Com isso em mente, creio que a permissão para a acentuação facultativa das palavras consistiria uma cortesia bastante desejável, que nenhum mal causaria à compreensão dos textos, e que facilitaria para muitos a sua leitura. Assim, sugiro que palavras como “leso”, “aceso”, “gostos”, “poças” e muitas outras possam ser facultativamente acentuadas.

A retirada do trema da grafia em português, no entanto, encaminhou a língua na direção exatamente oposta, constituindo essa “facilitação” uma espécie de aspereza, uma atitude ríspida e quase grosseira. Desde a promulgação do acordo ortográfico, o leitor deve conhecer previamente a pronúncia de palavras como “líquido”, “aquífero”, “aguentar” e todas as outras grafadas com “que”, “qui”, “gue”, “gui”, ou se arrisca a pronunciá-las equivocadamente, havendo a necessidade de consultar, fora do texto, sua pronúncia correta. Acresce que o trema era governado por uma boa regra, sem nenhuma exceção; deve retornar à língua antes que os teclados inviabilizem ou dificultem essa determinação.

Com o mesmo intuito, sugiro também a gentileza de se permitir, facultativamente, a introdução de acentos indicativos da pronúncia das palavras. A readmissão da facultatividade dos acentos consistiria uma amabilidade que permitiria a gentileza de informar ao leitor, especialmente aos neófitos, a pronúncia das palavras grafadas.

Contrariamente às amabilidades, certas reformulações da língua podem conduzir a resultados bastante rudes. Exceções às regras são ásperas, dificultam, devem ser evitadas. Creio que a retirada do trema também acrescentou certa aspereza à língua, impedindo a amabilidade de informarmos nossos leitores sobre a pronúncia de algumas palavras.

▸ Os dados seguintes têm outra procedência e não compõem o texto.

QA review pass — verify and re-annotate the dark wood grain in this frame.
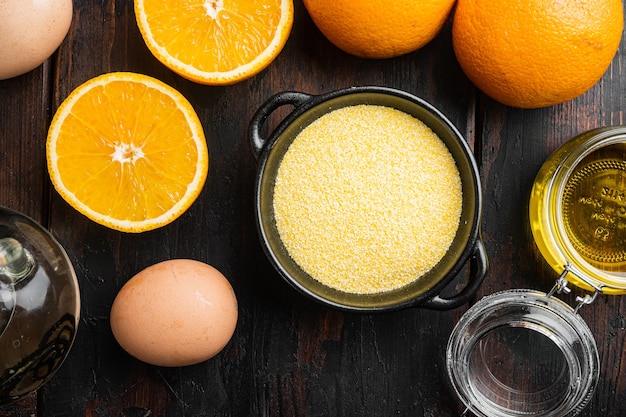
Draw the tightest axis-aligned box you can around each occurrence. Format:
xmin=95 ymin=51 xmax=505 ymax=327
xmin=0 ymin=62 xmax=51 ymax=417
xmin=0 ymin=0 xmax=625 ymax=416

Tratou-se de atitude pedante e rude, com o objetivo de ressaltar erros eventualmente cometidos pelos leitores, levados assim a constrangimentos por defensores de uma cultura frívola e presunçosa. As normas gramaticais e ortográficas deveriam ter por objetivo acolher o leitor, não espicaçá-lo. Proponho que a rudeza de tais diretrizes venha a ser abominada e eliminada de futuras discussões sobre reformulações da língua, e que, contrariamente a essas, novas orientações, gentis e amáveis se imponham.